While CISOs are not necessarily operating the XDR solution day to day, maintaining visibility into what it surfaces can be critical to their mission.

There are at least four core reasons CISOs should care about XDR. 

Correlating modern attack chains

Modern threat actors have long since moved beyond single-vector attacks. They chain together techniques across email, endpoints, identity and cloud infrastructure in ways that are specifically designed to evade endpoint solutions and siloed detection tools. XDR's cross-domain correlation is architecturally suited to surface exactly these kinds of multi-stage, multi-vector attack chains

Reducing SOC alert fatigue

Security operations centres (SOCs) are drowning in alerts and the human cost of that noise is significant, contributing to analyst burnout, missed detections and even slow response times. XDR reduces that noise and elevates the quality of investigations

Consolidating fragmented security tools

CISOs who have spent years managing a sprawling collection of point solutions, each with its own interface and its own data model, understand how much overhead that complexity creates.
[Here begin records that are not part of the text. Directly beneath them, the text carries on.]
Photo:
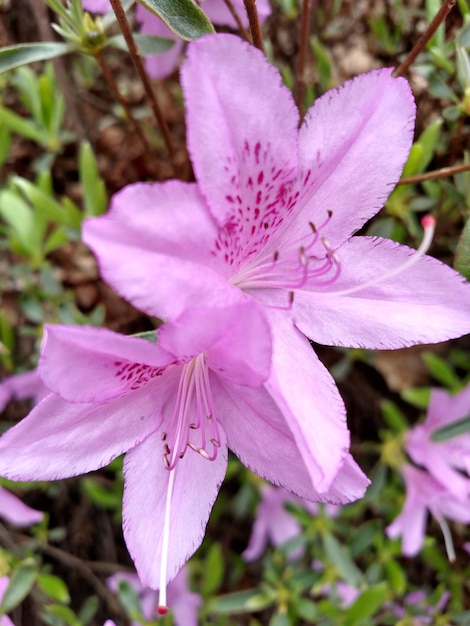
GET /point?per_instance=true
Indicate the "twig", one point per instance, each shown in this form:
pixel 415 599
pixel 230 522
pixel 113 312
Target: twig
pixel 244 33
pixel 304 33
pixel 441 15
pixel 74 562
pixel 252 12
pixel 435 174
pixel 108 75
pixel 135 56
XDR offers a path toward consolidation without sacrificing capability. 

Supporting regulatory compliance

As regulatory requirements around incident detection and response continue to tighten globally, XDR provides the telemetry, audit trails and response documentation that supports board and executive accountability.



How CISOs can leverage XDR tools 

Choosing the right XDR solution is one of the most consequential technology decisions a CISO can make. Native XDR solutions from a single vendor offer tighter integration while open XDR platforms offer broader compatibility with existing tools. The right choice depends on the organisation's existing investments and appetite for vendor consolidation.

Once an XDR platform is in place, getting the most from it requires deliberate effort. A few things CISOs should prioritise:

  • Ensure the platform is ingesting telemetry from all relevant sources, not just endpoints, or the organisation is simply running an expensive EDR solution
  • Tune detection rules to reflect the specific threat actors and techniques most likely to target the organisation's industry
  • Integrate XDR outputs into existing ticketing systems, playbooks and incident response workflows so detections translate into action
  • Define clear performance metrics such as mean time to detect and mean time to respond and use them to drive ongoing improvement
  • Use the consolidated visibility XDR provides as a strategic input into broader security investment decisions

Conclusion

For CISOs, XDR has become a critical tool for navigating this expanding and increasingly fragmented attack surface. By unifying visibility, detection and response across endpoints, cloud, identity and applications, XDR helps security leaders regain control over complexity, reduce investigative blind spots and improve operational efficiency.

In an environment where threats move laterally and regulatory and business pressures continue to rise, XDR equips CISOs with the ability to protect the organisation and make informed risk decisions.